Larry Bache and I have many cases in Nebraska where we represent a contractor with assignments of insurance claims from homeowners. These assignments were made after a hail loss. The policyholder assigned his rights to the insurance claim to the roofing contractor working on his property. Most insurance policies contain what is called an anti-assignment clause, which forbids the policyholder from assigning rights and duties in the policy to anyone else without the insurance carrier’s consent. In Nebraska the insurance companies have steadily argued that our client’s claims are not valid because they were assigned without the insurance companies’ consent.
The Nebraska Supreme Court recently held that post-loss assignments of claims are valid in Nebraska regardless of any anti-assignment clause.1
In Millard Gutter the policy stated:
- All rights and duties under this policy may not be assigned without our written consent.
- No change of interest in this policy is effective unless we consent in writing.
A homeowner was insured with Farm Bureau. A hail storm damaged the home. Millard Gutter was hired to repair the house. The policyholder assigned his right to Millard Gutter in an “Assignment of Claim,” which provided the policyholder assigned to Millard Gutter “any and all moneys due or to become due.” Farm Bureau argued that the assignment was invalid because Farm Bureau did not consent to the assignment as per the anti-assignment clause.
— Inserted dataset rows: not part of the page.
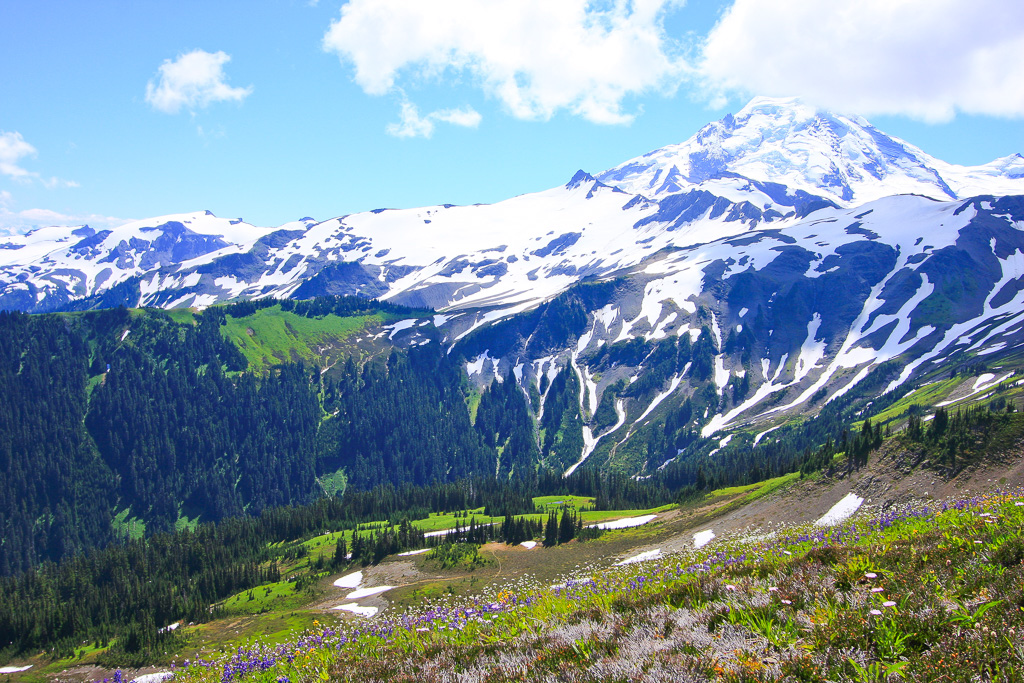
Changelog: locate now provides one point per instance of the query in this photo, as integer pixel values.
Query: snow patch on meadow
(701, 539)
(626, 522)
(367, 592)
(840, 511)
(350, 581)
(642, 557)
(154, 678)
(357, 609)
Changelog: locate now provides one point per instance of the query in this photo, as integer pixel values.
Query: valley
(779, 356)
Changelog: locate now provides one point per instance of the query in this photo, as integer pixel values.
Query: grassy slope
(932, 594)
(272, 336)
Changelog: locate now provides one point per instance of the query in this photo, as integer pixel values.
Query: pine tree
(551, 530)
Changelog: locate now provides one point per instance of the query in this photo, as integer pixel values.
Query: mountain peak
(578, 179)
(784, 140)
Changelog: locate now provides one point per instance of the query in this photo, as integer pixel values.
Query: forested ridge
(120, 430)
(152, 418)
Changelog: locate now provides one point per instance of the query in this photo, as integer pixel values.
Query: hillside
(739, 582)
(781, 260)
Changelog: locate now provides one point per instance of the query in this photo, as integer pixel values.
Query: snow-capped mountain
(779, 259)
(786, 142)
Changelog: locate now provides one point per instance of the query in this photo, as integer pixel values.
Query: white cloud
(536, 56)
(12, 148)
(413, 125)
(923, 58)
(194, 80)
(17, 222)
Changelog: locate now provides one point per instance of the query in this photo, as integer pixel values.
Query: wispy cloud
(413, 125)
(922, 58)
(536, 56)
(194, 80)
(18, 222)
(13, 148)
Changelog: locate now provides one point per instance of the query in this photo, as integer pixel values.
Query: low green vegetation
(920, 593)
(271, 336)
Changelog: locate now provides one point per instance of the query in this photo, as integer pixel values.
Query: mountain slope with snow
(786, 142)
(779, 260)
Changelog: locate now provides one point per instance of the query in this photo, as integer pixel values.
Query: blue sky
(274, 110)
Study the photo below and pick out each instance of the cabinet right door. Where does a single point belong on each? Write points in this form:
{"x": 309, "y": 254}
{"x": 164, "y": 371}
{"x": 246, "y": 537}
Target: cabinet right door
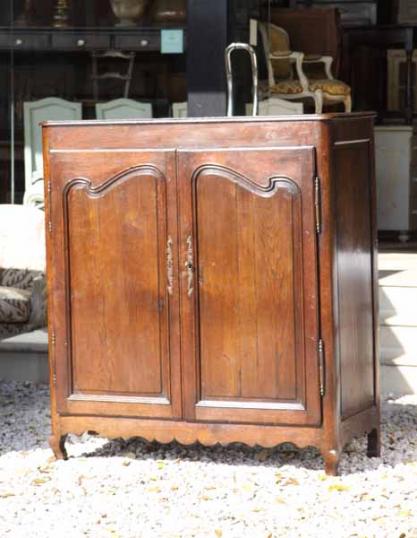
{"x": 249, "y": 292}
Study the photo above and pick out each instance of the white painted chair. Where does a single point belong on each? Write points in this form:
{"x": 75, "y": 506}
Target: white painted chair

Farm Bureau also argued that as assignee Millard Gutter was not the real party in interest and had no privity of contract with Farm Bureau.
The Nebraska Supreme Court conducted and exhaustive survey how other state and federal courts dealt with post-loss assignments with policies containing an anti-assignment clause. A majority of state courts hold that post-loss assignments are valid and do not violate the anti-assignment clause.
Antiassignment clauses in insurance policies are strictly enforced against attempted transfers of the policy itself before a loss has occurred, because this type of assignment involves a transfer of the contractual relationship and, in most cases, would materially increase the risk to the insurer. Policy provisions that require the company’s consent for an assignment of rights are generally enforceable only before a loss occurs, however. As a general principle, a clause restricting assignment does not in any way limit the policyholder’s power to make an assignment of the rights under the policy—consisting of the right to receive the proceeds of the policy—after a loss has occurred. The reasoning here is that once a loss occurs, an assignment of the policyholder’s rights regarding that loss in no way materially increases the risk to the insurer. After a loss occurs, the indemnity policy is no longer an executory contract of insurance. It is now a vested claim against the insurer and can be freely assigned or sold like any other chose in action or piece of property. *6 (Emphasis in the original)
Based on this analysis the Nebraska Supreme Court held that, absent a statute to the contrary, a post-loss assignment of a claim under an insurance policy for the policyholder’s property damage casualty loss is valid, despite a non-assignment clause. Because these types of assignments are valid, assignee contractors like Millard Gutter have standing to bring breach of contract claims and courts do not lack subject matter jurisdiction over the actions.
This is a well written opinion by the Nebraska Supreme Court and settles once and for all that in Nebraska, post-loss assignment of claims to contractors are valid and enforceable.
1 Millard Gutter Co. v. Farm Bureau Prop. & Cas. Ins. Co., 295 Neb. 419 (Neb., 2016).